You see. God had been doing a work in my heart. It was not a work that I was particularly enjoying, if I might add☺, but it was a work that more and more I was learning was so very needed.
God had begun to point out how I respond when things do not go as planned.
Not only that, He began to show me how I respond when things do not go "my" way.
I'm here to tell you that it gets ugly.
So, I began to take notice.
I realized my first reaction when my plan changes or is denied is internal.
My first reaction takes place in my mind.
I noticed how rejection is immediately felt if my plans are denied.
I also noticed that if my day just seem to not go as planned, I immediately try to grasp control, and when I can't, I begin to feel feelings of frustration.
My mind would begin to race when things are not aligning with my initial plan.
The thing about the mind is that it is bold enough to take the lead.
It will lead our actions, words, thoughts, and day.
When my mind realizes that things are not going in a way that I can maintain control, it begins to alert me.

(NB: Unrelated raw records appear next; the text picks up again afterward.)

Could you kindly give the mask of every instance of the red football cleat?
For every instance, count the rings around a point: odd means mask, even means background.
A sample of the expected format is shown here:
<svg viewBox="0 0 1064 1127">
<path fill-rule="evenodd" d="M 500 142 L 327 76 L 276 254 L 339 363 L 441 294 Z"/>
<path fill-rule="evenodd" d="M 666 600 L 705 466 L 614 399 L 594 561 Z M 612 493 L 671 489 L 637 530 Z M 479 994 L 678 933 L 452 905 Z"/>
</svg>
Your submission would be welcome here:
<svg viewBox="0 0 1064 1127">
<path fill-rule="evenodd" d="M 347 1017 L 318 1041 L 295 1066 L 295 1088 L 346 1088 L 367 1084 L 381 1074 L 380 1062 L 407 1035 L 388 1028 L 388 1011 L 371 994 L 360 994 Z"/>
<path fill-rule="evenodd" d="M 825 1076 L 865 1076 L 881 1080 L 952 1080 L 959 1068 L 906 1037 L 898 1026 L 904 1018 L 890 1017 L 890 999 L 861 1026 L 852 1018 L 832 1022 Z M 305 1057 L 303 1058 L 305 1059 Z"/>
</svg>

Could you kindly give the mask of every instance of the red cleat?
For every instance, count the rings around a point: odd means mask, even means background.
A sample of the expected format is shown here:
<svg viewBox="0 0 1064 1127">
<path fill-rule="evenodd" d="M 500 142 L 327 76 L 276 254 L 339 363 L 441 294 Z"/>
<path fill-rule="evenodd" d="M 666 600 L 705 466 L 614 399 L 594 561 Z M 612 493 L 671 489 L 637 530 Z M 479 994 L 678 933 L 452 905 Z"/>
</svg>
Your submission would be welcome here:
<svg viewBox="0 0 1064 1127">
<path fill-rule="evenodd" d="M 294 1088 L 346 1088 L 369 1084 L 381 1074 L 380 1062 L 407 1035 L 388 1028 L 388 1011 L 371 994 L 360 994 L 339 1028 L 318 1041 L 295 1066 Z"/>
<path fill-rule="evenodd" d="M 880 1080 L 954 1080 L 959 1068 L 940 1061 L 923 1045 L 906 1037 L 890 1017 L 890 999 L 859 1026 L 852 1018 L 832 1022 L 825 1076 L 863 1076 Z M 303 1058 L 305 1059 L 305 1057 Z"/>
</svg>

Almost as if it is screaming, "this is not the way we planned, nor is it the way we normally do things."
This lack of control that I would feel when my plan fails or when I couldn't execute "my" plan was significantly impacting my heart.
It's impressive because although I've passed some tests, this continues to be an ongoing lesson in my life (*deep sigh).
It keeps showing up in a different way each time, and for every new way, I keep failing the test, y'all!
The best thing about this is that Professor Jesus keeps letting me retake the test.
It's never the same test because He doesn't want me to cheat, and He wants me to notice the many ways this can show up in my life, but He keeps giving me a chance.
God takes us through things to break those things that are no longer needed off of us, and He's patient. He will keep "testing" us in that area until we are ready to shake that particular "baggage" loose. Everything cannot go with us into the new season or place that is destined for our life.
So if you are facing a particular scenario repeatedly, God is working in you to prepare you for where He's trying to take you.
So, this particular morning, this test showed up again in my life. The way God was instructing me was not the way that I had planned my day.
I was battling with adding one more thing to my list.
I was also going back and forth because I had already completed this Bible Study and read these chapters; why would God instruct me to begin again?
I did not have time for this on an already super busy day!
Yet, amid my struggle.
God had given me instructions.
"Just Do It."
Even if it makes no sense.
Die to self.
Die to my way.
Die to people's opinions.
"Just Do It."
When you have ideas or an urge to do something, that is not the way you initially planned, do you question the validity and worth of completing that task, or do you march forward and just do it?
I hope we all "March" forward into this month with boldness and courage to say yes to the right opportunities, knock on the doors that we want to enter, seek the answers we need to move forward, walk through every door designed for us to enter, and trust the detours along the way. It may not go as we planned but it will go as God has planned and that's comforting to know.